The level of sophistication around data has increased quite a bit in the 20 years Ron Agresta has been working with SAS. “Back in the day, it would be no governance, minimal quality, and those capabilities were not well managed. Now the whole segment has shifted,” he said, and it’s much rarer to find companies of any size that don’t grasp the importance of data. “The level of awareness about data within companies is also on a spectrum,” he remarked in a recent DATAVERSITY® interview. There are digital natives working with people who are very limited in their data use and understanding.
He discussed a customer that’s been in business for a long time and the company has processes that run calculations for insurance rates, perform billing operations, and other basic functions. The same company has another part of their business that is much more into aggregating data, doing analytics, trying to figure out what businesses they should be in, and how they can make more revenue. “So we’re seeing both the spectrum outside, across companies, and also within companies.”
Current Challenges
The biggest hurdle that some of Agresta’s customers are facing is in the area of data integration. Because SAS has been doing data integration for such a long time, they assumed at first that the integration problem was solved. “Well, that is true, but not with things like moving data to the cloud,” because he now has customers moving some—or all—of their data and related data processes to the cloud. “We have these hybrid environments where it’s a little bit more challenging to do traditional data integration processes,” he said.
And when Data Governance starts to come into play, it brings a new level of complexity to the integration piece. “It’s almost like ‘what’s old is new again.’ It’s still data integration, but the flavor of it has changed,” because there are more types of data coming from more different sources of data. Data resides in multiple different locations, “And so we’ve got to go refight and re-win that battle on the integration side,” he said.
Pain Points
Agresta said that Data Quality is a major source of frustration for his clients. In 2019 AI Predictions from Forrester,” 61 percent of survey respondents said that Data Quality was the biggest barrier to successfully implementing an AI project, and Agresta agrees. “It’s no big surprise that if you don’t have the basics like Data Quality under control, then whatever magic you’re expecting on the analytic side is not going to be what you anticipated.”

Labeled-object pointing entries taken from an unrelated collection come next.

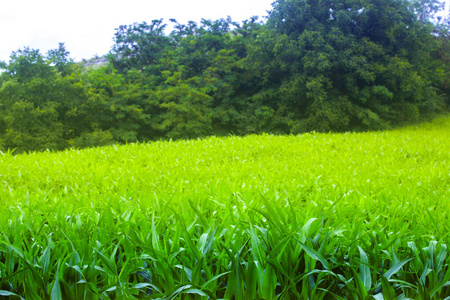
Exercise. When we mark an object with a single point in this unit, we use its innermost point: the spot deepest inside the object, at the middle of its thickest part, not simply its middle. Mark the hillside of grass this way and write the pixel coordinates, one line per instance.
(311, 216)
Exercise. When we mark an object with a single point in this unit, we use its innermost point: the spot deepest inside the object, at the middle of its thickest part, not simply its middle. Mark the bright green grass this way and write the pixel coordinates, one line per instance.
(314, 216)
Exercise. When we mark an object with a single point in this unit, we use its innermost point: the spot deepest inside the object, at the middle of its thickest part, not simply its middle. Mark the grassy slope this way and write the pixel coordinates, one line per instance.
(386, 192)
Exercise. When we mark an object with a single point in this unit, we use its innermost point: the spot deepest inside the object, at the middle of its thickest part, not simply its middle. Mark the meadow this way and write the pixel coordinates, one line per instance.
(311, 216)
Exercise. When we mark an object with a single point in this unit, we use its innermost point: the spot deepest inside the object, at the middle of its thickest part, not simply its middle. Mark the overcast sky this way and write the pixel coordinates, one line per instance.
(87, 27)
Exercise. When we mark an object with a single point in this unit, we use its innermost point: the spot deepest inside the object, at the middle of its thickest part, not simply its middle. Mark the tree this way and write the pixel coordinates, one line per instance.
(345, 64)
(139, 45)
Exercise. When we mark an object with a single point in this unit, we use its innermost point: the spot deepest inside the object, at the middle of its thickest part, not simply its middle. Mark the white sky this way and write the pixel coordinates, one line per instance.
(87, 27)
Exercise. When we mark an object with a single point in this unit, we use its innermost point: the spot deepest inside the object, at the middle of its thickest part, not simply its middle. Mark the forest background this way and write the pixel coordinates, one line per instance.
(310, 65)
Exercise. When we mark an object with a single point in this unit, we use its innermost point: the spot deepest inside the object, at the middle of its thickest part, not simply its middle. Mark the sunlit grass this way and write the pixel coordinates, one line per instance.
(314, 216)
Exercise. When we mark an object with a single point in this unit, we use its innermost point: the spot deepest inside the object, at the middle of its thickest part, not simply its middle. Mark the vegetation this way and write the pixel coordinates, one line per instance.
(345, 65)
(312, 216)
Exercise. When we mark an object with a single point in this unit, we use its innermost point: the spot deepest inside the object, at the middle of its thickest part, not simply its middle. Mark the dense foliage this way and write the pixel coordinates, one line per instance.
(312, 216)
(313, 65)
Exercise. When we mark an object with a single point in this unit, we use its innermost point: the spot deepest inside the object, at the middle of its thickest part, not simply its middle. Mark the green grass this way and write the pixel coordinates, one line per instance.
(314, 216)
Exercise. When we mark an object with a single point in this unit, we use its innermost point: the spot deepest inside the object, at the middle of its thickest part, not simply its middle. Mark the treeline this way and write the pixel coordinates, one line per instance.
(331, 65)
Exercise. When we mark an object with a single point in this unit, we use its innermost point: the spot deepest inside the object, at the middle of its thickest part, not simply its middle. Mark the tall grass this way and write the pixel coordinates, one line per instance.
(314, 216)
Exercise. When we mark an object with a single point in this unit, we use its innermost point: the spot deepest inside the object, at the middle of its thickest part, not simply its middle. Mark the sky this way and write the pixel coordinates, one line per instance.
(87, 27)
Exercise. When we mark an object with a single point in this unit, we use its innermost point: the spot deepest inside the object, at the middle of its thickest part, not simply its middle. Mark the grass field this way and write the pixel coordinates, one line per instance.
(313, 216)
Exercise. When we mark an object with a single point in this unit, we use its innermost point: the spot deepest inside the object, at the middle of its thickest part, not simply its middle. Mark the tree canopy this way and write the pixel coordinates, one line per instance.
(333, 65)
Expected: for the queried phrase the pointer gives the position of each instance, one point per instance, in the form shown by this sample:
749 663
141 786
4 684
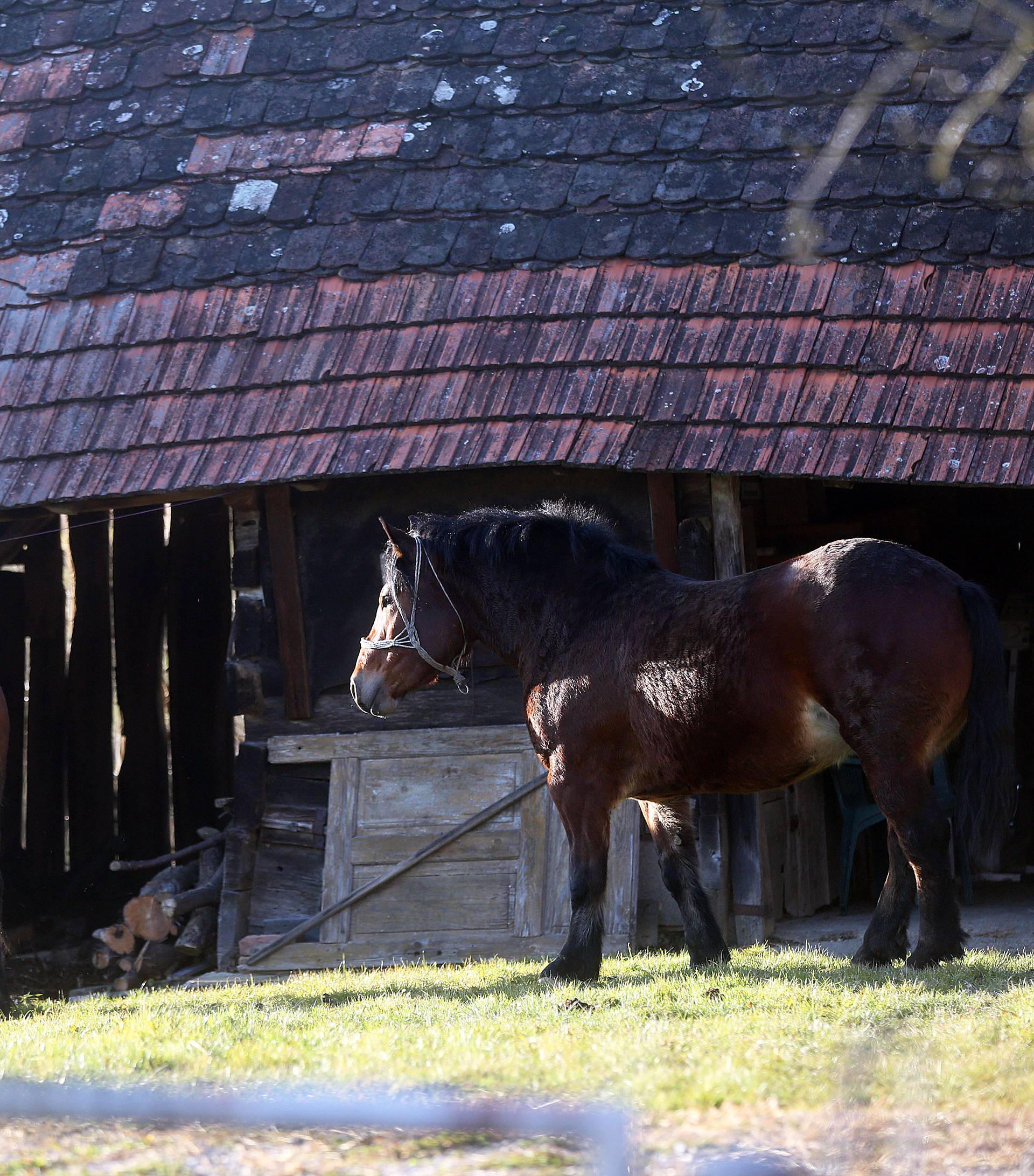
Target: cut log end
145 916
118 939
199 935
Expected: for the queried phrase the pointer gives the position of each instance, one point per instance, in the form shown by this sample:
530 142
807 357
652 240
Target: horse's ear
400 540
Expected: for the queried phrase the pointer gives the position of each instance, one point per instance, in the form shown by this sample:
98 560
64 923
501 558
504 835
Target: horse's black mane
495 535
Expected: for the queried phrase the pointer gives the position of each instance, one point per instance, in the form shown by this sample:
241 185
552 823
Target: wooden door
500 890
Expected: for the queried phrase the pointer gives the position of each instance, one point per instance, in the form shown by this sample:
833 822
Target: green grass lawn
798 1028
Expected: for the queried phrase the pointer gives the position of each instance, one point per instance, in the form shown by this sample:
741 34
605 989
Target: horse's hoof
709 958
562 969
930 958
870 956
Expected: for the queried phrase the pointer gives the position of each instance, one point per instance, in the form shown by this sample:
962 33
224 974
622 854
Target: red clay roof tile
696 367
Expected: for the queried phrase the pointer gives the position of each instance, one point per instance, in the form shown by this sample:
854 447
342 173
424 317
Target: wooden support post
664 519
747 850
91 770
728 524
138 587
199 626
12 684
241 848
287 593
45 753
697 561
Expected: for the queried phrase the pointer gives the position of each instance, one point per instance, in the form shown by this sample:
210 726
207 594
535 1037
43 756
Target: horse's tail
986 792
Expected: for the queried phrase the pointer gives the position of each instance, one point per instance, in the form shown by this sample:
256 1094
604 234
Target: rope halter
410 639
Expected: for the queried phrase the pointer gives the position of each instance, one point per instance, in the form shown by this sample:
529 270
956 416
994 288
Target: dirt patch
842 1141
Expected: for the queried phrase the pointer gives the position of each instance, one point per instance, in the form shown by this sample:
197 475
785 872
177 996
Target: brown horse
642 684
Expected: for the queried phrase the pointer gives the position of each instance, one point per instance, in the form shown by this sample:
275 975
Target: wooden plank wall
91 768
139 582
12 684
46 727
67 805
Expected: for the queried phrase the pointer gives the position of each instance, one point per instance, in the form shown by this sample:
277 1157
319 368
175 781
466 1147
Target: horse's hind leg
926 843
907 799
888 936
671 826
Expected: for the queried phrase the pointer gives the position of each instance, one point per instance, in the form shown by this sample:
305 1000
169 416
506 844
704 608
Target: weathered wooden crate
499 890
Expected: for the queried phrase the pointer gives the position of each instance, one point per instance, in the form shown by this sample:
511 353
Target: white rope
410 639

Once the data gets blended correctly, it is standardized, accurate, and up-to-date, and it’s really possible to see the results, he said. Moving beyond the hype of machine learning and AI, he sees clients deciding if and where technologies like natural language processing fit into broader enterprise Data Management and analytics projects that will extract the most value. It’s important for organizations to get the correct balance of “offensive” (being agile and exploratory with data) and “defensive” (Data Governance and control of data) approaches to solving data-centric problems.
Introspective Analytics
More companies are looking at automation and Agresta sees a need to scale Data Management processes without adding substantially more staff. Simply adding more people won’t allow organizations keep up with the continued flow of data. Using advanced analytics paired with automation can ease the burden on overworked data engineers and data stewards. Analytics can now suggest actions that can be taken on data to improve it without someone having to manually analyze loads and loads of data.
As an increasing number of users adopt the suggestions that are being made to them, the system starts to learn from those actions, and it can start to automate. “And when it sees something familiar, like a data set that looks like the data set you spent hours last week transforming, then it knows the kinds of things that it can do to improve that data.”

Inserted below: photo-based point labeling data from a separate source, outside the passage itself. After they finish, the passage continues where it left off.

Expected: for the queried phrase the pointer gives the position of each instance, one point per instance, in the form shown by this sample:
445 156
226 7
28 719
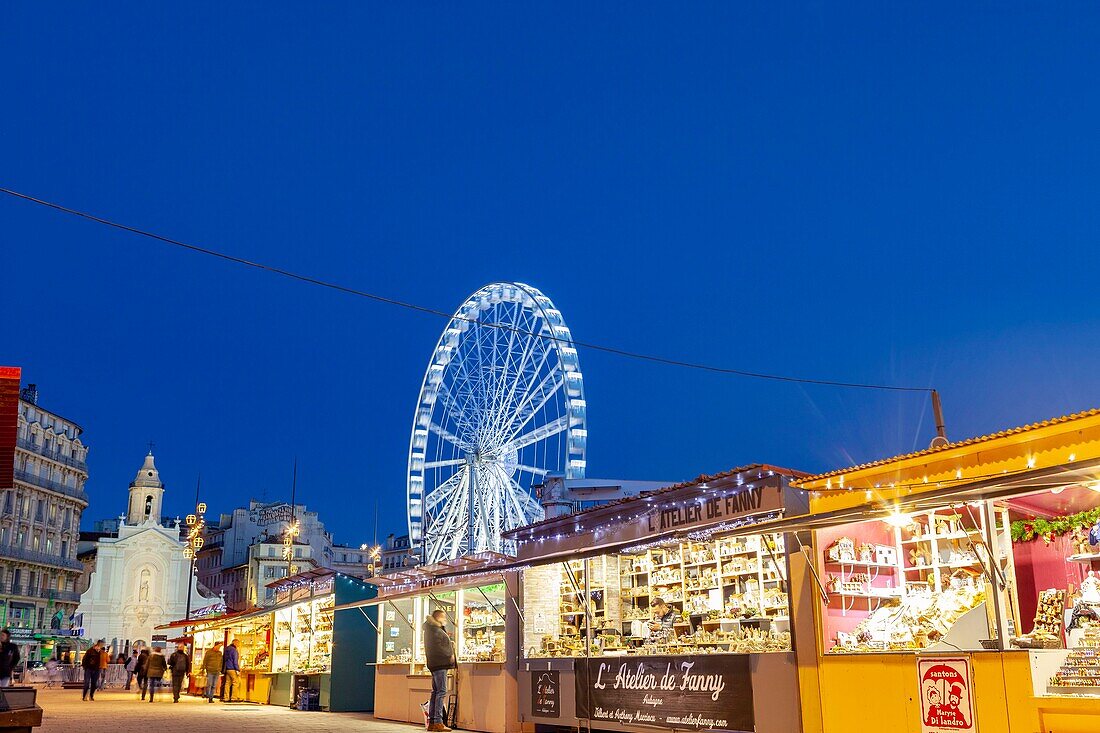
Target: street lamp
195 525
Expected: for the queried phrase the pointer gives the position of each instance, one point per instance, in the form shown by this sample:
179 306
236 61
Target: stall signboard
680 512
946 695
696 693
546 693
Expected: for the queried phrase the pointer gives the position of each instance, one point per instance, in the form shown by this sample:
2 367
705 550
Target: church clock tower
146 492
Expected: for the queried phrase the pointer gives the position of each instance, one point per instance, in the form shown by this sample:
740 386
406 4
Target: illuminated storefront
963 569
668 611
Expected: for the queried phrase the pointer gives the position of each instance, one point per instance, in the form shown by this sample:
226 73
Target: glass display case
399 626
303 636
911 581
481 624
718 595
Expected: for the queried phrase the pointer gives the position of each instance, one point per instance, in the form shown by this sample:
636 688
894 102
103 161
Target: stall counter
402 688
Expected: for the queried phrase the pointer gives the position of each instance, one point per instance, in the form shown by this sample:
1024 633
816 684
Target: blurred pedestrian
232 663
105 662
90 666
131 668
9 657
179 664
157 665
140 671
211 665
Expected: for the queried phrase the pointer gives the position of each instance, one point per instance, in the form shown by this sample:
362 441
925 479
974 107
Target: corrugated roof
683 484
959 444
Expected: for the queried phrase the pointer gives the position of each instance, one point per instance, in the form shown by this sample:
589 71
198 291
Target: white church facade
141 573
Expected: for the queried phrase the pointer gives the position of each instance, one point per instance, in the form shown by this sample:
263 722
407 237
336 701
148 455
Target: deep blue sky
854 192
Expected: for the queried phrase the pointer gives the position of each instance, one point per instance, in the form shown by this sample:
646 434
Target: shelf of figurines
738 641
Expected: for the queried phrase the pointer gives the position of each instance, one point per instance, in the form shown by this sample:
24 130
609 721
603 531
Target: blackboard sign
700 692
546 693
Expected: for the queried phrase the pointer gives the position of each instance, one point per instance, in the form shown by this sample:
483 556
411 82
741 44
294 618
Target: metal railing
41 558
51 485
53 455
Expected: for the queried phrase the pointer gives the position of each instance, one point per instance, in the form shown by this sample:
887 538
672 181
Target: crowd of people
149 667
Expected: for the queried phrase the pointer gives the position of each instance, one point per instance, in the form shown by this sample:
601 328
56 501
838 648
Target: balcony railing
41 558
53 455
51 485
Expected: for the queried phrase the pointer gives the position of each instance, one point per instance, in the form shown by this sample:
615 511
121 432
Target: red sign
9 423
946 695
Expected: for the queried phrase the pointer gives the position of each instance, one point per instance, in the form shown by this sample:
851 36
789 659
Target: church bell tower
146 492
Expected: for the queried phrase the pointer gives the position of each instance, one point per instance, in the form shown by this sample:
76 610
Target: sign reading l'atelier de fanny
697 693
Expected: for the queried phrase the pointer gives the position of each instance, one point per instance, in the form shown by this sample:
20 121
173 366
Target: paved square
118 712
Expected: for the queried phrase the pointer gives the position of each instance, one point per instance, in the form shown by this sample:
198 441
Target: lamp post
195 525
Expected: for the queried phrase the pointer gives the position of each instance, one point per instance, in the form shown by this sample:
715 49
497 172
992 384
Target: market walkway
120 712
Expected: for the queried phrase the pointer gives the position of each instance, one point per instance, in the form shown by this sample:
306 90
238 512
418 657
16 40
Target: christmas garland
1024 531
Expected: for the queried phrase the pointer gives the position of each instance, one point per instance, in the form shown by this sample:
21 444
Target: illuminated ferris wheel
502 406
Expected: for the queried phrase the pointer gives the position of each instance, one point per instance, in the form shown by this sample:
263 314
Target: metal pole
190 573
471 512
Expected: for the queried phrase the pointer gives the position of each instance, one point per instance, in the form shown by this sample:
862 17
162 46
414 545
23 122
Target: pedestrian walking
211 665
439 654
232 663
9 657
131 668
155 668
179 665
90 666
53 671
140 671
105 662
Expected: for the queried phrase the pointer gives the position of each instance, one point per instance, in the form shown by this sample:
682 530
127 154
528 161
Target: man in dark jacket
140 671
155 669
179 664
9 657
439 654
90 666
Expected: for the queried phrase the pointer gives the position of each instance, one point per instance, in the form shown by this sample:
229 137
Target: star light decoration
195 525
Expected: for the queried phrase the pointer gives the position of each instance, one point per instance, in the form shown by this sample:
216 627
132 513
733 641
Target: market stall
669 611
970 567
296 652
479 613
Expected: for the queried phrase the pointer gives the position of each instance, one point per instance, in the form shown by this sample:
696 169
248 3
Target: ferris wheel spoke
532 469
520 411
453 461
526 413
446 435
541 433
443 491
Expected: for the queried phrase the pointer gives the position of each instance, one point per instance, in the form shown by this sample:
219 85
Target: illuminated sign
9 423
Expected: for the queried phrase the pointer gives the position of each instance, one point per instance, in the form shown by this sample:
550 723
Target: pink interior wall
875 533
1040 566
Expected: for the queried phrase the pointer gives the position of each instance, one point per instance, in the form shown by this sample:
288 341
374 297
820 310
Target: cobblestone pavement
121 712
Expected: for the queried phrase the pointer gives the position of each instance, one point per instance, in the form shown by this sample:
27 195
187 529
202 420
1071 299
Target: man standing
140 670
131 667
154 669
9 657
179 663
211 665
232 663
439 654
105 662
662 627
90 666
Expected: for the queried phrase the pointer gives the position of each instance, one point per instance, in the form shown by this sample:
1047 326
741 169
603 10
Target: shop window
722 595
481 625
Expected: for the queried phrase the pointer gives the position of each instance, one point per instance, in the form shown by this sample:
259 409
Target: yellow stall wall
878 692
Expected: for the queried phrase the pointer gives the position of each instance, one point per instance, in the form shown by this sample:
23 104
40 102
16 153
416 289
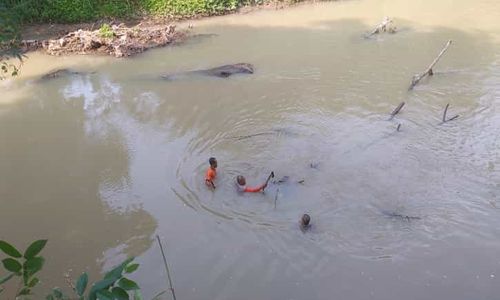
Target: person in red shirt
241 186
211 173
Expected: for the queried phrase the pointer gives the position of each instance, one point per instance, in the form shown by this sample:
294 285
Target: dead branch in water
396 110
444 114
428 72
385 26
166 267
276 197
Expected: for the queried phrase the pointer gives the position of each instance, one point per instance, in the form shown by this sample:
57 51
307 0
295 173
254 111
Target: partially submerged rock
59 73
120 41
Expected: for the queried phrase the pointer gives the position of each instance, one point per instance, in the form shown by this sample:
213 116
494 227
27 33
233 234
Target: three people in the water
241 186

This ability to use analytics for improvements in internal processes can play an important part in self-service enablement, or self-service data preparation, where users may not have a robust skill set. “They have the data, they want to use the data, but they don’t have the technical expertise to do a lot of sophisticated things. But if the system can help them, then it gets them to doing the real work much quicker,” he said, which empowers users to do things like report building and advanced analytics.
This introspective process isn’t limited to Data Management, but can be used for other areas, such as Data Governance or quality improvement. Using analytics this way isn’t new, but Agresta said it’s starting to snowball as customers are learning about what is possible. And although SAS isn’t the only vendor in this area, he believes they have the advantage of decades in Data Management analytics. Their solutions portfolio arises from a desire to use the best from an advanced analytics perspective—whether that’s artificial intelligence, machine learning, advanced scoring, “Or whatever it might be—and to automate those solutions, making them less onerous to run and use.”
Data Protection
Extra scrutiny on data collection and usage has put many businesses on defense. Many companies rely almost exclusively on monetizing data relinquished by users, but regulatory attention is increasing in this area. “Seventy-three percent of consumers in the U.S. are very interested in knowing what companies are doing with their data and being able have some control over what companies are doing with that data.”

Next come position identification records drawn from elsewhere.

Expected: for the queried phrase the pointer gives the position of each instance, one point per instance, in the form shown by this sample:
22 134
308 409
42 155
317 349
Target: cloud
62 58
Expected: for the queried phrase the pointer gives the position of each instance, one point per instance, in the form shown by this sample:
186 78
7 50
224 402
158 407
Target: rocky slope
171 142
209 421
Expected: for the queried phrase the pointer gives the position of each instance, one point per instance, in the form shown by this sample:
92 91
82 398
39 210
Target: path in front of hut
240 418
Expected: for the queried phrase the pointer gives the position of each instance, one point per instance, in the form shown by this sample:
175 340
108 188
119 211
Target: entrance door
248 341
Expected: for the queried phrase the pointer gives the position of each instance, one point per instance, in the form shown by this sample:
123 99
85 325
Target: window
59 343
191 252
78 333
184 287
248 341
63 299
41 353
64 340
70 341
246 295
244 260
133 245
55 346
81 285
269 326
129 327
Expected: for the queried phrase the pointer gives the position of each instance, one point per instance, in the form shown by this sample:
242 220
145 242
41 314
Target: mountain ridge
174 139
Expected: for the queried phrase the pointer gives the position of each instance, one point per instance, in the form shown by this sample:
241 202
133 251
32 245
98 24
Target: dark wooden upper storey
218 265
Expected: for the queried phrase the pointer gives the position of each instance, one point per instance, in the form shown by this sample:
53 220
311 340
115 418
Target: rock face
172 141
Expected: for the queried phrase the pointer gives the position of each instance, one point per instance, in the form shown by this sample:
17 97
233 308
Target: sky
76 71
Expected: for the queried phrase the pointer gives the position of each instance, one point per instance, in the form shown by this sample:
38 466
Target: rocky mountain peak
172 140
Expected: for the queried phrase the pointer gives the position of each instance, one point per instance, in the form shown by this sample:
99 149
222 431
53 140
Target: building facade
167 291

As organizations are coming to understand how important that is to their customers, it is becoming a major concern for companies:
“If we are doing an analytic process to audit what the inputs are, what the output is, how old the model is, who worked on it, and any other influential factors, it’s no longer unusual for regulations to require an explanation of those answers. It doesn’t have to be down to the if/then/else sort of thing, but it needs to be transparent enough.”
In 2019 and beyond, expect more laws for consumer data protection with the associated changes to technology needed to cope not far behind, he said. He also predicts an increased desire for transparency regarding how data is being collected, aggregated, and shared. This will call for enhanced technology that can deliver detailed reports to organizations and their customers about data usage.
Meaningful Results from New Technologies
Agresta predicts that more organizations will attempt to use AI and machine learning techniques to improve Data Quality and Data Management processes, but they will struggle to see meaningful results. Some companies wanting to adopt AI and machine learning are taking the “throw something at it and see if it works” approach rather than a more deliberate approach to solving key problems. “Anything that we can do to help our end-users make the right decisions about what algorithms to use and how to interpret the results is important.”
It can be easy to inadvertently combine data that shouldn’t be combined before even getting to the analytics, he said, and it’s essential that the company has the right level of data analytic capability before a decision is made on how to move forward with a report, or some other analytic-driven result.
“It’s easy to pick up any old analytic model, or process, or algorithm and apply it incorrectly, so we can’t belittle the fact that our tools are sophisticated, and we have to help our end-users use them in the right way.”
New technologies should be built on a solid foundation in order to get meaningful results. Understanding and using correct and approved statistical models to deal with outliers, for example, will directly impact the outcome. “In the simplest case, if you have outliers that you’re not dealing with in an appropriate way, whatever comes out at the other end is not legitimate.”
The Challenge of Data Governance
Data Governance is a growing challenge as more data moves from on-premise to cloud locations and governmental and industry regulations, particularly regarding the use of personal data. hybrid cloud, or hybrid Data Management systems must be able to communicate with each other about where data resides, what it contains, and who can access it.
SAS, historically, has developed solutions for metadata integration issues, and they are now also involved with an open source project called Egeria which is part of an ODPi initiative working to solve that problem.
“We’re working with other technology companies like IBM to come up with an open and bidirectional way to share metadata across independent technologies. I think that will go a long way.”
He sees Egeria as a great way to start solving some of the problems companies face about what data they have, how it works with other data they have, who is allowed to see it, where it came from, how old it is, and any number of other attributes that might be associated with that data.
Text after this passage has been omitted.